Juncal sacudió la cabeza gravemente, murmurando:
—¡Entendido!
—Los accesos—prosiguió el artillero—le dan con bastante intervalo, y del uno al otro se queda como postrada y sin fuerzas. Ayer ha tenido dos, uno á las cinco de la tarde y otro á las diez de la noche; dormitó unas horas, y á las tres de la madrugada, el acceso más fuerte, acompañado de una copiosa hemorragia por las narices; á las siete, se repitió la función, sin hemorragia; y así que la dejé algo tranquila, suponiendo que tendríamos al menos tres ó cuatro horas de plazo, me vine reventando la yegua... y así que acabe la explicación la volveré á reventar, para llegar antes de que el acceso se produzca. ¿Qué opina usted? ¿Le dará antes de mi vuelta?

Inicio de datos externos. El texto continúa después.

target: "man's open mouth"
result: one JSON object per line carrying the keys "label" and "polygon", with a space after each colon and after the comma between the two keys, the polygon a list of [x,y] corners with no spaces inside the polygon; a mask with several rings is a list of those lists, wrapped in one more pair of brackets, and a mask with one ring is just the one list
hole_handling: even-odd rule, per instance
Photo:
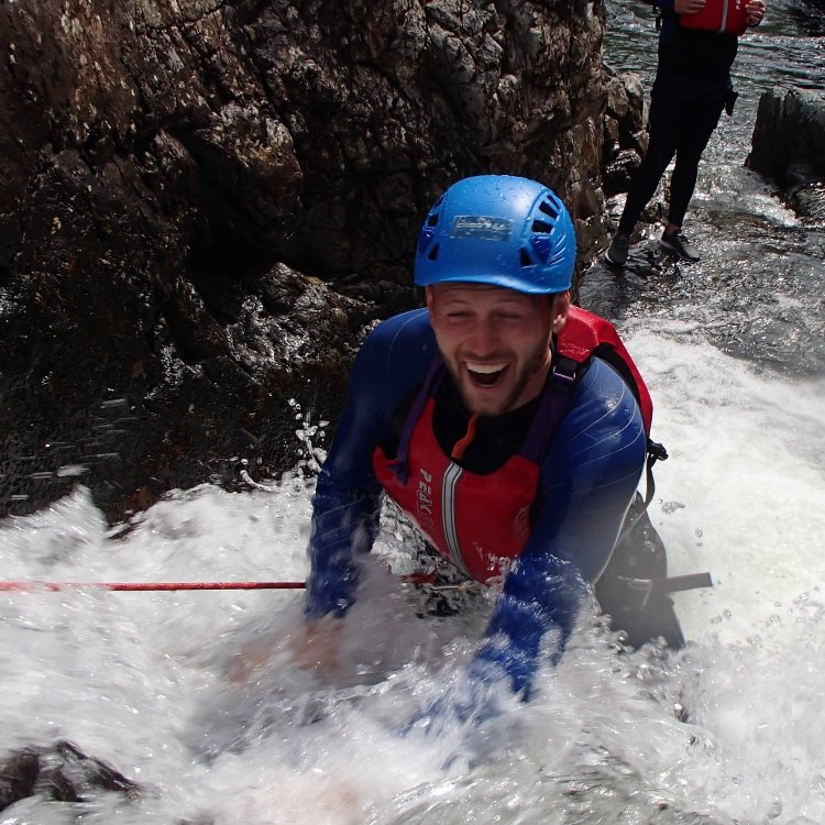
{"label": "man's open mouth", "polygon": [[502,377],[507,364],[477,364],[466,363],[470,377],[483,387],[492,387]]}

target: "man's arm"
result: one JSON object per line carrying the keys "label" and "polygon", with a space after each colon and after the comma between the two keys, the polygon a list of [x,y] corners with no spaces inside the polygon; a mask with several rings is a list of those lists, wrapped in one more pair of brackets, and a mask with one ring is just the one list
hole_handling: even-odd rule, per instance
{"label": "man's arm", "polygon": [[561,658],[587,585],[610,558],[646,454],[632,394],[594,360],[553,433],[534,531],[507,574],[471,672],[497,672],[527,697],[542,644],[551,644],[553,660]]}
{"label": "man's arm", "polygon": [[382,491],[373,452],[395,439],[396,408],[424,381],[436,352],[426,310],[395,316],[370,333],[312,498],[306,613],[342,616],[354,603],[358,557],[378,530]]}

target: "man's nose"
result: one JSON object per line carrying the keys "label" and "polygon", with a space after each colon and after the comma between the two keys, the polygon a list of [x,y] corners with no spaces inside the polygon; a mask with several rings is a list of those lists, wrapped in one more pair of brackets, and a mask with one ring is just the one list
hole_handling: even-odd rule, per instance
{"label": "man's nose", "polygon": [[476,321],[470,340],[470,349],[476,355],[488,355],[498,348],[498,336],[494,326],[486,320]]}

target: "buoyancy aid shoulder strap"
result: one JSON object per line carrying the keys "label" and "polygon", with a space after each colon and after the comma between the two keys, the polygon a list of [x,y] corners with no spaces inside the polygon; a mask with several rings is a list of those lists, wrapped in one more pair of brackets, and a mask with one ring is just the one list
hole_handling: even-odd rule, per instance
{"label": "buoyancy aid shoulder strap", "polygon": [[578,365],[593,355],[613,366],[630,387],[641,410],[645,432],[650,432],[653,402],[630,353],[608,320],[581,307],[571,306],[568,321],[559,333],[557,346],[557,372],[570,372],[570,367],[565,366],[565,359]]}
{"label": "buoyancy aid shoulder strap", "polygon": [[[553,361],[557,362],[557,359],[553,359]],[[563,377],[557,381],[556,373],[554,363],[550,381],[541,394],[538,409],[521,447],[521,455],[535,464],[541,463],[541,457],[550,442],[550,435],[570,409],[570,391],[573,388],[575,376],[568,383],[566,375],[563,374]]]}
{"label": "buoyancy aid shoulder strap", "polygon": [[421,388],[413,400],[413,404],[407,413],[407,418],[404,422],[400,437],[398,439],[398,450],[395,455],[395,461],[389,465],[389,469],[395,473],[398,481],[403,484],[407,483],[409,475],[409,442],[413,439],[413,431],[416,429],[418,419],[424,413],[424,408],[427,406],[427,402],[435,394],[436,387],[441,381],[441,376],[444,374],[444,362],[441,360],[441,355],[437,354],[432,359],[430,369],[427,371],[427,377],[421,384]]}

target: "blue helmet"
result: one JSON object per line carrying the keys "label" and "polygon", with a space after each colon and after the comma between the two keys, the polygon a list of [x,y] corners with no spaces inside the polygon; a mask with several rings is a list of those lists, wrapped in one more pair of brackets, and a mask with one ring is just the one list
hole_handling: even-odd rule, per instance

—Señor don Gabriel, esperanza en Dios... Es probable que no le dé. Según lo que usted me va contando, la neurosis de la señorita tiene carácter epiléptico, y hay un poco de tendencia al desvarío... Bien, ya puede hablar, que es como si se lo dijese á un agujero abierto en la pared. Y... ¿Usted no sospecha algo de las causas de este mal tan repentino?
Enderezóse Gabriel en la silla, como afianzándose en una resolución inevitable.